I live on a rural road; a road that most New Zealanders will never see as they go about their daily lives, until the day they make a wrong turn following Google maps directions and end up on it – then panic if they find another vehicle traveling towards them. My rural road contains as many blind corners as it does straight sections.

But on this road, us locals, we have a skill.


This road that seemingly wouldn't fit two stationary utes side by side actually has carefree locals commuting happily on it every day.

It's a skill when wing mirrors are passing within millimetres in the single digits, while you're steering with one hand and throwing out a combination of one finger, two fingers or full hand wave with the other.

It doesn't sound too hard until you add in that we rural folk have a friendly characteristic of a good dose of eye contact simultaneously. These are legitimate skills!

But something changed recently.

As if the game of driving the road wasn't challenging enough, we just went up a level.

And just like a video game, this new level has bigger, more imposing characters owning the road.

With a No. 8 wire fence and a 100-metre drop on one side and 18 wheels and 15 tonne of logs on the other, even the locals are at risk.

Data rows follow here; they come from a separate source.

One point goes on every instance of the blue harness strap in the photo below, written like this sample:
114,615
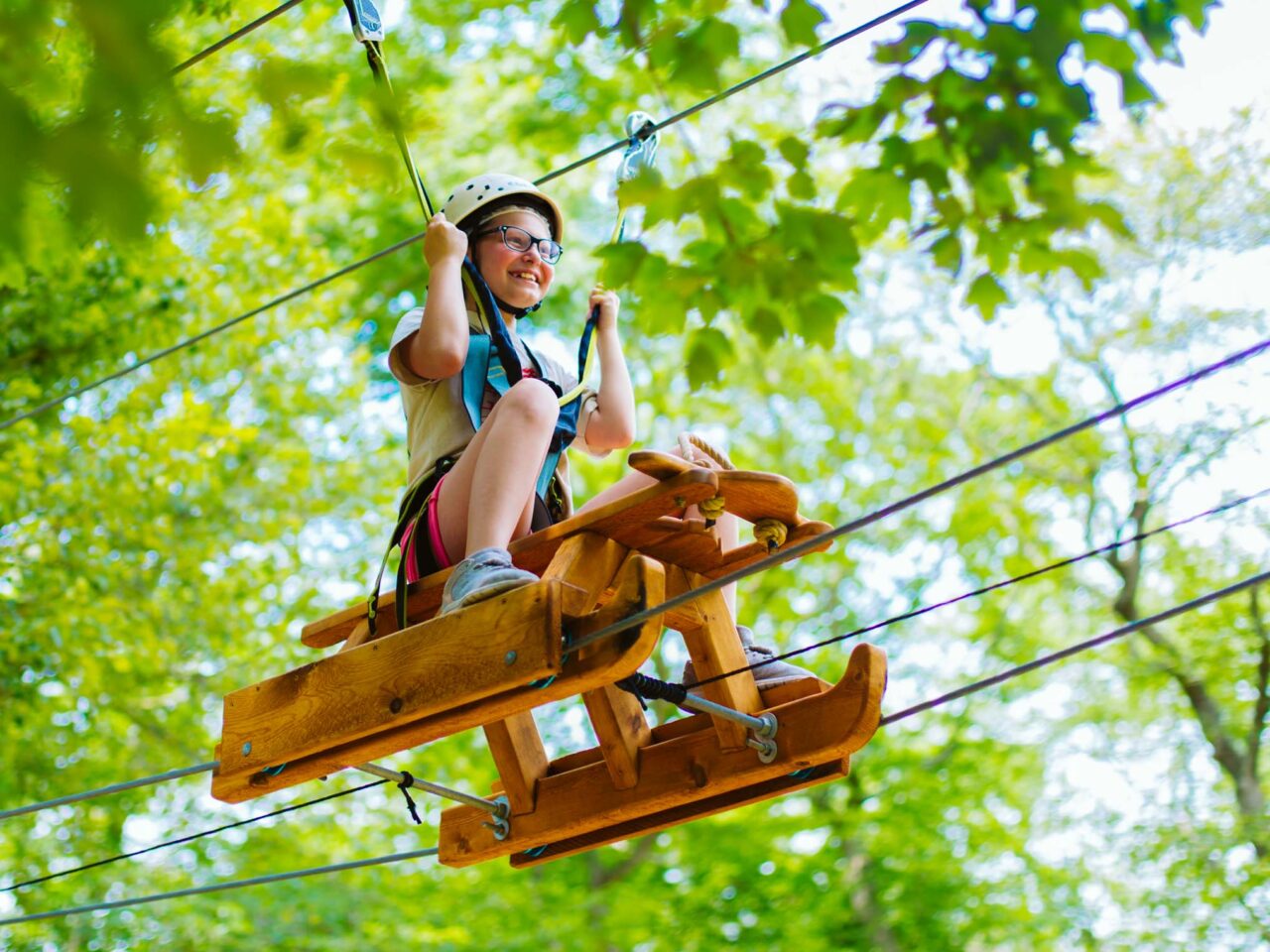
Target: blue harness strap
485,367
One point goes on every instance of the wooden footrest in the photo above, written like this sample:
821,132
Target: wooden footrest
683,774
434,679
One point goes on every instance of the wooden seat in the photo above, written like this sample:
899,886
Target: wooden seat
489,665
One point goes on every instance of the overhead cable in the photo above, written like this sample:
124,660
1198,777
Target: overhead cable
112,788
221,887
997,585
620,144
1252,581
815,542
744,84
191,837
209,331
236,35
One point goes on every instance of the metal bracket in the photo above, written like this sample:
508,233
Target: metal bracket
500,824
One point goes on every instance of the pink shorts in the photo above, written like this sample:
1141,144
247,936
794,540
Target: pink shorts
435,558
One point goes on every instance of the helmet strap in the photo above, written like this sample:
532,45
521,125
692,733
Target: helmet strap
515,311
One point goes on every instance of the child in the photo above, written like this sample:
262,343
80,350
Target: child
475,480
477,490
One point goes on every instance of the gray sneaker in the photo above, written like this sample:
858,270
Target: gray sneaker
766,676
483,575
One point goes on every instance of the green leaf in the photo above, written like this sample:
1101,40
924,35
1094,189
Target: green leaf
621,263
795,151
576,19
802,185
799,21
765,324
817,318
707,353
987,295
947,253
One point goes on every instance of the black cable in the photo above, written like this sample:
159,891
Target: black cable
236,35
399,245
221,887
209,331
1252,581
994,587
744,84
815,542
190,837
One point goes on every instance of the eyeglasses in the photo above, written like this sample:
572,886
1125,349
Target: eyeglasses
521,240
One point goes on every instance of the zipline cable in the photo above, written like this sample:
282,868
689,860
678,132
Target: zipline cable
744,84
191,837
209,331
815,542
236,35
113,788
620,144
1252,581
924,610
985,589
222,887
890,719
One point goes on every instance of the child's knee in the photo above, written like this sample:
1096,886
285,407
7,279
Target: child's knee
534,403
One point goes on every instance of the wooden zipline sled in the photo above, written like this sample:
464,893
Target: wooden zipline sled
489,665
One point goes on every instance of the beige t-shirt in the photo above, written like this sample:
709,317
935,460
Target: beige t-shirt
437,421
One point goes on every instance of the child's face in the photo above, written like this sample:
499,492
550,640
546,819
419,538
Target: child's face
521,278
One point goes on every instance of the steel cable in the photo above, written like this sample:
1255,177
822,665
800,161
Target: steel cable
113,788
1262,578
620,144
221,887
236,35
1251,581
997,585
815,542
190,837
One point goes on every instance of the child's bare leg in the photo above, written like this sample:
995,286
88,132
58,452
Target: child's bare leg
486,500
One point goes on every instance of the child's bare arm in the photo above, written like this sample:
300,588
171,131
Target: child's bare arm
612,424
440,347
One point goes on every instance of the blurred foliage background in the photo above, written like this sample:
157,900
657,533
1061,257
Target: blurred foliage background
865,286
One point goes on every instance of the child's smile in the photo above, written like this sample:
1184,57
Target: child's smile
521,278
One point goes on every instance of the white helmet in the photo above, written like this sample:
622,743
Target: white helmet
479,193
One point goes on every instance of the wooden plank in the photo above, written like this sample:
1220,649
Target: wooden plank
617,716
587,563
686,812
516,747
751,495
490,648
684,542
715,649
532,552
621,730
613,658
681,774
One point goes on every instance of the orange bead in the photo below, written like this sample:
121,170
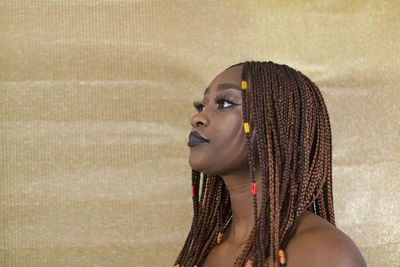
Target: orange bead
246,127
253,188
244,85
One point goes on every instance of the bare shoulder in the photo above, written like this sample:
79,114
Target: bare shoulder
319,243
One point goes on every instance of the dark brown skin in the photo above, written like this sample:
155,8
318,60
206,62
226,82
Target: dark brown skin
315,242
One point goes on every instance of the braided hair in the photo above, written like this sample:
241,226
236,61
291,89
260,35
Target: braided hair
294,154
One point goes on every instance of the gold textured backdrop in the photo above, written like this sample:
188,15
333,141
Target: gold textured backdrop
95,107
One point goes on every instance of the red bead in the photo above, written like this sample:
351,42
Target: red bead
253,188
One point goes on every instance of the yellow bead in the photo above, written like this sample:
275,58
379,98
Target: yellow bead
282,257
246,127
244,85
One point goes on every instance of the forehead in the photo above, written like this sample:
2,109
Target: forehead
228,76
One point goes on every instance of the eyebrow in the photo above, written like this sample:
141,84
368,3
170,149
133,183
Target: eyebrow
224,86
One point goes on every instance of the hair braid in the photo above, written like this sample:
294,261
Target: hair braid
290,144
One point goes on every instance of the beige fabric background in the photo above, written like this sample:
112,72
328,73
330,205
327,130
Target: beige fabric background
96,98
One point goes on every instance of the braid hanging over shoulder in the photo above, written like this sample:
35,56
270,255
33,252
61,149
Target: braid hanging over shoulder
293,140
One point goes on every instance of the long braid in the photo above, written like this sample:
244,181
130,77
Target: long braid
289,126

If you haven't yet caught up, it's two words that put hearts in mouths on my road: logging truck.


And not to mention that our little underfunded country road is starting to fly apart like dry white dog poo passing through the lawnmower.

I don't know what the solution is; I mean, the logs have to come out. I don't want to make this political and compare forestry to a tumour growing in rural New Zealand, but it's not the most unprofitable tumour currently.

I also don't think we are the only valley coming to the end or climax of the forestry rotation.

So what am I saying?

Be careful, look ahead and be thankful that there is no cellphone reception so texting isn't going to be a contributing factor in the head-on crash that might be coming your way.

Hone your driving skills, people, and stay safe on country roads.